New York, October 29, 2003—The Committee to Protect Journalists (CPJ) is concerned about the health of two imprisoned Cuban journalists who began a hunger strike on October 18 to protest the mistreatment of an imprisoned colleague.
Mario Enrique Mayo Hernández and Adolfo Fernández Saínz, who are jailed at the Holguín Provincial Prison in eastern Cuba, have joined four jailed dissidents in a hunger strike that began on October 18, according to Maydelín Guerra Àlvarez, Mayo Hernández’s wife.
The journalists and dissidents are together protesting the treatment of journalist Iván Hernández Carrillo, who was placed in a punishment cell after complaining about feeling sick.
Guerra Àlvarez first heard about the hunger strike on October 19 but could not travel to Holguín until October 27. She was not permitted to see her husband, but a prison official confirmed that Mayo Hernández had begun a hunger strike. The official refused to give any more information about the other strikers.
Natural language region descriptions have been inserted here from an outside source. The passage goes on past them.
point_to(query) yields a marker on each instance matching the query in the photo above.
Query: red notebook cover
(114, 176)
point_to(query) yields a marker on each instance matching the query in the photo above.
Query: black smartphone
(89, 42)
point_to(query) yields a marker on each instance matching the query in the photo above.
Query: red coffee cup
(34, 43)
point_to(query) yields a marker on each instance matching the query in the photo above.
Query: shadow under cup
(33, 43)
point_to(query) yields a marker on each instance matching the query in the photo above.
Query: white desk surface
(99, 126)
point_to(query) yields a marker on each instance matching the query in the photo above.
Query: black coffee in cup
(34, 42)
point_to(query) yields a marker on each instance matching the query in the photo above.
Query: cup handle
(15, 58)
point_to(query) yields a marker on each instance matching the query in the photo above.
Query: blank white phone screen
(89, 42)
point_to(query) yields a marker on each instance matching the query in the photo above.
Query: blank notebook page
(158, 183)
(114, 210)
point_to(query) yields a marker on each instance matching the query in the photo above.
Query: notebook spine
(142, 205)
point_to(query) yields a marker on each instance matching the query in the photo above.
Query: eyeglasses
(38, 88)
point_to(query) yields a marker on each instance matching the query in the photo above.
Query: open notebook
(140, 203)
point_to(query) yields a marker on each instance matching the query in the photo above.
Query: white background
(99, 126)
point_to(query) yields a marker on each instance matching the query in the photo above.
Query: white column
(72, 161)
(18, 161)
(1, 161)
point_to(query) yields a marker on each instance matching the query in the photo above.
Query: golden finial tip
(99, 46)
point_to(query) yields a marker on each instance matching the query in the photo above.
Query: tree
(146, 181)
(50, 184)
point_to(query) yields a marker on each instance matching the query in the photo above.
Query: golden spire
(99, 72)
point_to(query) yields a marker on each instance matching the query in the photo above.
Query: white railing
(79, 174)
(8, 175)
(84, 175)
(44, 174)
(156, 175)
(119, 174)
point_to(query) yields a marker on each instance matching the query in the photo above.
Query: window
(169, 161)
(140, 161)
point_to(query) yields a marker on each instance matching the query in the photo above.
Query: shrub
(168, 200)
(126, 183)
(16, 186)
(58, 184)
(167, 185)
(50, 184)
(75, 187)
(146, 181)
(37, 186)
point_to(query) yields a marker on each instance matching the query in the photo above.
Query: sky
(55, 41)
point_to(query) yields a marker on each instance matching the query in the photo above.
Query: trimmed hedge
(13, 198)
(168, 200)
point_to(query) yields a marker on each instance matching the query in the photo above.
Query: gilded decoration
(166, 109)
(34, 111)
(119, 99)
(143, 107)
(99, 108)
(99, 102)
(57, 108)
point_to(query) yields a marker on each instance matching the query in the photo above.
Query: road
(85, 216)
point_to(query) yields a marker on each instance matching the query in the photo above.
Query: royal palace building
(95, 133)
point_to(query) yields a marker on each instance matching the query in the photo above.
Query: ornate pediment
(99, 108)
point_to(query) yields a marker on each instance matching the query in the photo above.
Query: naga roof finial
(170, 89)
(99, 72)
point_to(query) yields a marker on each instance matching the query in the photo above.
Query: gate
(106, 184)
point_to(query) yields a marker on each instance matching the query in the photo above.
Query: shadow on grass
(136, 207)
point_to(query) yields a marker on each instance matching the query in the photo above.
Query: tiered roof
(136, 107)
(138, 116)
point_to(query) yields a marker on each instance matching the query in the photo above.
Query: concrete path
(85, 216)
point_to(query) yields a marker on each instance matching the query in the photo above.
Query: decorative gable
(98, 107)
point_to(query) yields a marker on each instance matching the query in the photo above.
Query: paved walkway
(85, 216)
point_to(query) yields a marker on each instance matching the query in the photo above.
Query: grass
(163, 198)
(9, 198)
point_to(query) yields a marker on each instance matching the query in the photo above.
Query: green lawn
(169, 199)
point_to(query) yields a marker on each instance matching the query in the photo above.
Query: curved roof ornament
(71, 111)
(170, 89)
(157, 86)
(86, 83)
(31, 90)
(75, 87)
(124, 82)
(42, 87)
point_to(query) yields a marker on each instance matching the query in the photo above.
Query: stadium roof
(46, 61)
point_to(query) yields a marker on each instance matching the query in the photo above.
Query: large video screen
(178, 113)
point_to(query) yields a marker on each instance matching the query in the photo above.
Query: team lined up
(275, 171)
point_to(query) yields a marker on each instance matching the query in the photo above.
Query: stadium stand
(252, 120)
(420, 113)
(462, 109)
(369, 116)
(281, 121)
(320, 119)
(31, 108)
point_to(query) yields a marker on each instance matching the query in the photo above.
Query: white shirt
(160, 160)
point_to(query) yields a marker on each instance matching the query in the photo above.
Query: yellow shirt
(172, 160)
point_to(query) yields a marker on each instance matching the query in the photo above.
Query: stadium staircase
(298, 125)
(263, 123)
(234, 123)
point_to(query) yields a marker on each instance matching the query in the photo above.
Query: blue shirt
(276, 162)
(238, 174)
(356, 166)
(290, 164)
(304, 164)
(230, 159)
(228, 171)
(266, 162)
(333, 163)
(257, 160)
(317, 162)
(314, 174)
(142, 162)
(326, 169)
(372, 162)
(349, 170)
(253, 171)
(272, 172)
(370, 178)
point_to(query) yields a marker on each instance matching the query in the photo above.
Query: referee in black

Mayo Hernández, Fernández Saínz, and Hernández Carrillo were sentenced to 20, 15, and 25 years, respectively, for acting against “the independence or the territorial integrity of the State” and for violating Law 88 for the Protection of Cuba’s National Independence and Economy.
This is the third hunger strike by imprisoned Cuban journalists. On August 15, Mayo Hernández went on a hunger strike to demand better food and adequate medical attention. Fernández Saínz and Hernández Carrillo, together with other opposition activists, later joined the hunger strike, which ended on August 28. Three days later, journalists Manuel Vázquez Portal and Normando Hernández González, who were jailed in Boniato Prison, in the eastern province of Santiago de Cuba, joined other jailed dissidents in a hunger strike that lasted one week. In retaliation, Vázquez Portal was subsequently transferred to Aguadores Prison, also in Santiago de Cuba, while Hernández González was sent to a prison in the western province of Pinar del Río.
The imprisoned journalists, who are being held in maximum-security facilities and are handcuffed any time they leave their cells, have denounced unsanitary prison conditions, inadequate medical attention, solitary confinement, and lack of access to the press and television. They have also complained about receiving foul-smelling and rotten food.
Mayo Hernández, Fernández Saínz, Hernández Carrillo, Vázquez Portal, and Hernández González are among a group of 28 independent Cuban journalists who were detained in a massive government crackdown in March. Their one-day summary trials were held in early April behind closed doors. On April 7, courts across the island announced prison sentences for the journalists ranging from 14 to 27 years. They remained imprisoned in jails administered by the State Security Department until April 24, when most were sent to prisons located hundreds of miles from their homes.
In June, the People’s Supreme Tribunal, Cuba’s highest court, dismissed the appeals for annulment (recursos de casación) filed in April by the journalists and upheld their convictions.